Ces mots que j’écris ici sans guillemets — je, moi, esprit, conscience, ego, cœur, intellect — ne sont que des appellations différentes qui saisissent de façon différente une seule et même réalité intérieure. Ils esquissent des formes habillées de conscience et d’inconscient, mais ces formes ne sont pas fixes, elles sont vivantes, et se prenant à la fois pour modèle et pour matière, elles se transforment en ce qu’elles ne sont pas encore, non pour se nier, mais pour s’accomplir. On pourrait dire, bien sûr, que le « je » n’est qu’une somme de sensations, que l’« intellect » n’est qu’un agrégat de pensées, que le « cœur » n’est qu’une addition de sentiments, et que la « conscience » n’est que le produit (tensoriel) de toutes ces sommations. Mais ces sensations, ces pensées, ces sentiments, ne peuvent exister que pour un ego singulier et, en essence, « pensant » (l’ego cogito est le « moi qui pense »). Toutes les pensées imprègnent l’ego et sont aussi imprégnées de l’ego. De même, tous les sentiments s’enracinent dans le cœur. Mais si l’on va assez loin vers leur source, et si l’on cherche l’origine de l’ego et du cœur, ce là d’où vient le « je », alors les pensées se tariront sans doute, les sentiments se tairont, faute de matière à penser et à sentir. Que restera-t-il alors au « je » sans pensées et sans sentiments ? Une « pure conscience » ? Ce serait aller trop vite en chemin. Si le nœud de la conscience et de l’inconscient se dénoue, ce n’est pas une « pure conscience » qui en émergera par enchantement. D’un nœud dénoué, que faire ? Rien, sinon le renouer, à l’identique ou autrement peut-être (les marins s’entendent à varier les nœuds suivant les situations). Il faudra même sans doute le nouer plus serré, si le besoin s’en fait sentir (ce n’est pas nécessairement le cas). Ne serait-on pas tenté de voir dans le fait de nouer ce nœud à nouveau l’image d’un pur « jeu », ou d’une « danse » entre le « je » et le « non-je », le conscient et l’inconscient ? Héraclite n’a-t-il pas dit que « le temps est un enfant qui joue en déplaçant des pionsii » ? Les « je » comme les « moi »ne seraient-ils que les pièces d’un jeu infini que le Temps (Aïôn) joue avec lui-même ? Le Temps « joue » avec les consciences et avec l’inconscient sur l’échiquier de l’Être. Quel est l’enjeu de ce jeu cosmique ? Y en a-t-il seulement un ? Et cet enjeu, s’il existe, ne monterait-il pas toujours, au fur et à mesure, sans fin ?

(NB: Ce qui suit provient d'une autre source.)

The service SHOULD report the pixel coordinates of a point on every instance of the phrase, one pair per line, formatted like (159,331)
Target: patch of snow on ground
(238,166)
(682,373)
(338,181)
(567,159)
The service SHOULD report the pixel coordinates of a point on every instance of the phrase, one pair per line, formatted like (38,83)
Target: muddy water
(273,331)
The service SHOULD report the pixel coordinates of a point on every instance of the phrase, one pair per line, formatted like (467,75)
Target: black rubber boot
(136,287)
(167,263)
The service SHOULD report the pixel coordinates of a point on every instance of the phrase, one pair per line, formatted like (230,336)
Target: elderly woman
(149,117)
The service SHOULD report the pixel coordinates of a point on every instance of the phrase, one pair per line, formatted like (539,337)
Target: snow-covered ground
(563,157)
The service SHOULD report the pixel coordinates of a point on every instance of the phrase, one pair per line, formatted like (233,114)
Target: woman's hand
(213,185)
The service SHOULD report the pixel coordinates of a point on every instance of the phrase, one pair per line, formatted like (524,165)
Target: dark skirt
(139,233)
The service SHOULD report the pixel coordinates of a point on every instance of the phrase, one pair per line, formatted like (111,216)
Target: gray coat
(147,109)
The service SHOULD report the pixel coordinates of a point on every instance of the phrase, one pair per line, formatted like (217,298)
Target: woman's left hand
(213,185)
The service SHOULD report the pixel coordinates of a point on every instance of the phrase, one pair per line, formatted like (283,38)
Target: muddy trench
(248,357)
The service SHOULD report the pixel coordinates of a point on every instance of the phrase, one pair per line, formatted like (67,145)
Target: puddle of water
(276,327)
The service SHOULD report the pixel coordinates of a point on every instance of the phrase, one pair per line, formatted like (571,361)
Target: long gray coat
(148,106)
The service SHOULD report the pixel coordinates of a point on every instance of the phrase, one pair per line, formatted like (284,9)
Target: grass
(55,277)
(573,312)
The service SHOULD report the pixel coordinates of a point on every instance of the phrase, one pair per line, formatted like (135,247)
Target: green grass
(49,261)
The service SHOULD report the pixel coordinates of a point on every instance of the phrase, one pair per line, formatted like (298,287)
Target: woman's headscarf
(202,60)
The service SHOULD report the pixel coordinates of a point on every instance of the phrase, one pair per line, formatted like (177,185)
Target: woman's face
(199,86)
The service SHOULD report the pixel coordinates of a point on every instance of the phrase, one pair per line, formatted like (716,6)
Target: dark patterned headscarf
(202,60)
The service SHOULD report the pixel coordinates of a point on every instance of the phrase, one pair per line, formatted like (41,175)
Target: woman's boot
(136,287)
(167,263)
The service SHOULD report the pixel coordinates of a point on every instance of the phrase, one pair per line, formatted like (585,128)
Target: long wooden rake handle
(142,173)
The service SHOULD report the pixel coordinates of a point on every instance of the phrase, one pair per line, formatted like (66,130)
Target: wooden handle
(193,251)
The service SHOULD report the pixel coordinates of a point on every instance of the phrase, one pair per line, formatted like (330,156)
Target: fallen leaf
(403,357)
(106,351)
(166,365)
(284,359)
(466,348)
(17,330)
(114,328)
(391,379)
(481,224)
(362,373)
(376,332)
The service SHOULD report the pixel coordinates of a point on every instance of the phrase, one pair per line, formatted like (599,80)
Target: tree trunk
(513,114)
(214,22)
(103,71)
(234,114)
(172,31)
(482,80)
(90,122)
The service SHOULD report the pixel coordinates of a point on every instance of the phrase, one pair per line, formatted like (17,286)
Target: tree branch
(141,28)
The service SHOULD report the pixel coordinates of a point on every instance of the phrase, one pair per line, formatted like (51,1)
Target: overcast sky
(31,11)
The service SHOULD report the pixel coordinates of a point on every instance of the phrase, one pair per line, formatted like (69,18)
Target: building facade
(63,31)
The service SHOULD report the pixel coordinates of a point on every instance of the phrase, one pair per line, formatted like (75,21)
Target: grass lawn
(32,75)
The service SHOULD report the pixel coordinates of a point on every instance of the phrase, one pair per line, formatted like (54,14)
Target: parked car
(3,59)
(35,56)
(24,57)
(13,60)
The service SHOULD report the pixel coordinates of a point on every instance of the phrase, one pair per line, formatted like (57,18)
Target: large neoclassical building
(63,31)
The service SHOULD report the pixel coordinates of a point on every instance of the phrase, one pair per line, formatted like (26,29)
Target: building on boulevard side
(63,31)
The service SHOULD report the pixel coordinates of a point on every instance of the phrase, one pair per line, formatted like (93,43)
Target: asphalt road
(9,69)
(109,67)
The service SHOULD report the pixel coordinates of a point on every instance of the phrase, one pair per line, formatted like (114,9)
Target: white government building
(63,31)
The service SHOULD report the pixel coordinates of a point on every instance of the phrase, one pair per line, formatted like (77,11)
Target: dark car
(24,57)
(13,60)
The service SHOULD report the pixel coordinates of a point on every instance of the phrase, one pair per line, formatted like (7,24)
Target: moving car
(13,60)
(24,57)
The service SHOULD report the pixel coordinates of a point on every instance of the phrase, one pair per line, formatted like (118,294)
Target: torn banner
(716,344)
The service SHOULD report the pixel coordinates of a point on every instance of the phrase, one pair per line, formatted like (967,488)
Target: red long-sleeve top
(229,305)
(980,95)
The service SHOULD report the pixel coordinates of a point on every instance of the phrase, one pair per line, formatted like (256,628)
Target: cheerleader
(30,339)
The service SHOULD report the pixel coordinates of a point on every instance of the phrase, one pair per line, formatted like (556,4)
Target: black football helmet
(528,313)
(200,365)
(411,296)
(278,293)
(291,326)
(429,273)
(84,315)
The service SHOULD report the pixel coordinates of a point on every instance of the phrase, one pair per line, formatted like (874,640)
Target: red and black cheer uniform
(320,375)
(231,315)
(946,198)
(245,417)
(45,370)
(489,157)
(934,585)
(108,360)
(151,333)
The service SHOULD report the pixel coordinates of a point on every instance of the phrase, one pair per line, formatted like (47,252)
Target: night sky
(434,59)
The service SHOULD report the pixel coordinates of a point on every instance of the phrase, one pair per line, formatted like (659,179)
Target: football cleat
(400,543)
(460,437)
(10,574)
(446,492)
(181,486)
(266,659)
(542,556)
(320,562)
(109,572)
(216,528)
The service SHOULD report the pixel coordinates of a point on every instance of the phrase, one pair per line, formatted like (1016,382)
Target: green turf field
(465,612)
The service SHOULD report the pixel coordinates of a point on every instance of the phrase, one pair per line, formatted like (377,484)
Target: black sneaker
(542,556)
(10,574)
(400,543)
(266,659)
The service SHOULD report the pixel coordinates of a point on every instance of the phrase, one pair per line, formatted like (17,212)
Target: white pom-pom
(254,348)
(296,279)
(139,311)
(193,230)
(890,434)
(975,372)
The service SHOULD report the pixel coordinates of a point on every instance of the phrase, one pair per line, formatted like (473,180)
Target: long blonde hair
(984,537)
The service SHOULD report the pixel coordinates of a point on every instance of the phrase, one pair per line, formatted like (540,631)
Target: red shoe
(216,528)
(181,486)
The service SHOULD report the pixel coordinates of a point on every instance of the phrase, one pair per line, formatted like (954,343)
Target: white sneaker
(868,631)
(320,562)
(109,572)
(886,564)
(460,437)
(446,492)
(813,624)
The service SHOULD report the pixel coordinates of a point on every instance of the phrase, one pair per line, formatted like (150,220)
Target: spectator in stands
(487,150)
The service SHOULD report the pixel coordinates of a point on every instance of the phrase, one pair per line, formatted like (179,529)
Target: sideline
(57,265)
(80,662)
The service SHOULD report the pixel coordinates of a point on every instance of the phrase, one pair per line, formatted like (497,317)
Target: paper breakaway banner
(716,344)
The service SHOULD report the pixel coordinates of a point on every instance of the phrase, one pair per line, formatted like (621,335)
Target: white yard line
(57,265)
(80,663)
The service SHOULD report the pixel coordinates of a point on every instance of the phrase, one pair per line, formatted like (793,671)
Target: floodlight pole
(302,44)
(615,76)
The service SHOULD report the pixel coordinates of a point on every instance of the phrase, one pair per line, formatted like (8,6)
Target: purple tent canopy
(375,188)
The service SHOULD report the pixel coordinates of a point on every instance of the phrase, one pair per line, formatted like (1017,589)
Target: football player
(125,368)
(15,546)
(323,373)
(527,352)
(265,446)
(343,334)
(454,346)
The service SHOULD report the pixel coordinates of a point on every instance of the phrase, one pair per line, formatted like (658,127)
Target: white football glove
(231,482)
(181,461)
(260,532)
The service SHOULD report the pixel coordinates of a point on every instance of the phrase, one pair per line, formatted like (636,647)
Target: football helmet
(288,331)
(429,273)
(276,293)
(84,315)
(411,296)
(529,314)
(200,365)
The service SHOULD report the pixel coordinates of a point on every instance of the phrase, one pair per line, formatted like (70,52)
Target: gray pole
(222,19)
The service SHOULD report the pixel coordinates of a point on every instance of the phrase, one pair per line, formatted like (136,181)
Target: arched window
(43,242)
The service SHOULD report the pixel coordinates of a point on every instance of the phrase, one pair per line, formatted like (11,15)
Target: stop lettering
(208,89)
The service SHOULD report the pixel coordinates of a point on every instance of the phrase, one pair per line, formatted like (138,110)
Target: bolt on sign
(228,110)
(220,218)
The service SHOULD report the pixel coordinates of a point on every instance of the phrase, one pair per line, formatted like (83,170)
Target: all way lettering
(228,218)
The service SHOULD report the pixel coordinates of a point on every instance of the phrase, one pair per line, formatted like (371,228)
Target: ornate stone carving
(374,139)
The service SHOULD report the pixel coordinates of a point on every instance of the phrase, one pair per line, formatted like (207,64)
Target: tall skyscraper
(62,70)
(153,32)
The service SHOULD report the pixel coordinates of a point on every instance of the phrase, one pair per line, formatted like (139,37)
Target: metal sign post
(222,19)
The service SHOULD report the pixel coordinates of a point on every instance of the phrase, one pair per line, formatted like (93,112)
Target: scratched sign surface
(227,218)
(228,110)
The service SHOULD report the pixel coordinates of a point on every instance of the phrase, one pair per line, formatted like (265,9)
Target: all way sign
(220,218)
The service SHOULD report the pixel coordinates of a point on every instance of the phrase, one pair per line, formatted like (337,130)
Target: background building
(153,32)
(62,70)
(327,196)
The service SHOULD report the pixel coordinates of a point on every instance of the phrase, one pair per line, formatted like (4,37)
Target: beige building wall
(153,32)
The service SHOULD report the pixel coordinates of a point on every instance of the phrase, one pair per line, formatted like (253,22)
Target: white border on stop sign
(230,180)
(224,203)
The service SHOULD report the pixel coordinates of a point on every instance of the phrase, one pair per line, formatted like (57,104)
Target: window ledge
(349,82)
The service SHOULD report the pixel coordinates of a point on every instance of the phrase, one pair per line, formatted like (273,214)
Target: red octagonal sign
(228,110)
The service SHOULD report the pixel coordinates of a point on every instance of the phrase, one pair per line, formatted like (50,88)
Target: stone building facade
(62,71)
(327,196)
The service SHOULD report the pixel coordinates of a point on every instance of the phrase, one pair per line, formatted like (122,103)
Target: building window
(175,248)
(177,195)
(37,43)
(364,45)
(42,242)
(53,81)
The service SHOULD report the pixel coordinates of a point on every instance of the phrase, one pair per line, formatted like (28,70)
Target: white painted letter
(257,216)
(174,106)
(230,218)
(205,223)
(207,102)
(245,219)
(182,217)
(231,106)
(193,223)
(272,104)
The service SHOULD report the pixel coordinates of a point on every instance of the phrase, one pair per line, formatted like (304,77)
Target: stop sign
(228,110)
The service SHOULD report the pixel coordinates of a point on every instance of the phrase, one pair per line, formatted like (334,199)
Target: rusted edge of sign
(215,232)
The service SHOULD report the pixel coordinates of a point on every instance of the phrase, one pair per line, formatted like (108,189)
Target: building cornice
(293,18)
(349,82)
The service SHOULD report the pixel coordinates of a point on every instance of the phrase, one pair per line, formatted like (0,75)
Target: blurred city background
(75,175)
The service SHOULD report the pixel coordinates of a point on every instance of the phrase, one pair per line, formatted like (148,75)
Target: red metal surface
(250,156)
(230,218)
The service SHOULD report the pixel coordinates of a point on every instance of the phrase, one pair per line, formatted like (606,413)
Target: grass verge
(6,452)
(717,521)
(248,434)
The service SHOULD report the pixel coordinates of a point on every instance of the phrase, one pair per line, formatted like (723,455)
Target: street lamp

Revenant à la source, ou se projetant dans le lointain futur, et après le constat de la disparition des pensées et des sentiments, que reste-t-il du « Je » laissé seul avec lui-même ? Devient-il un pur « Je », un « Je » réduit à l’état pur ? Mais est-il encore possible au « Je » de trouver en lui-même de quoi fixer son attention sur ce « pur »-là et de ne plus le quitter du regard jusqu’à ce qu’il ait trouver qui il est réellement ? Quel serait d’ailleurs un « pur Je », au fond ? Un « Je » sans inconscient, sans pensées et sans sentiments ? D’aucuns décrivent le « Je » dans cette situation comme étant une « pensée extrêmement subtile », ou même comme n’étant rien d’autre que le « Soi » lui-même. Mais je ne vois pas que cela résolve le problème.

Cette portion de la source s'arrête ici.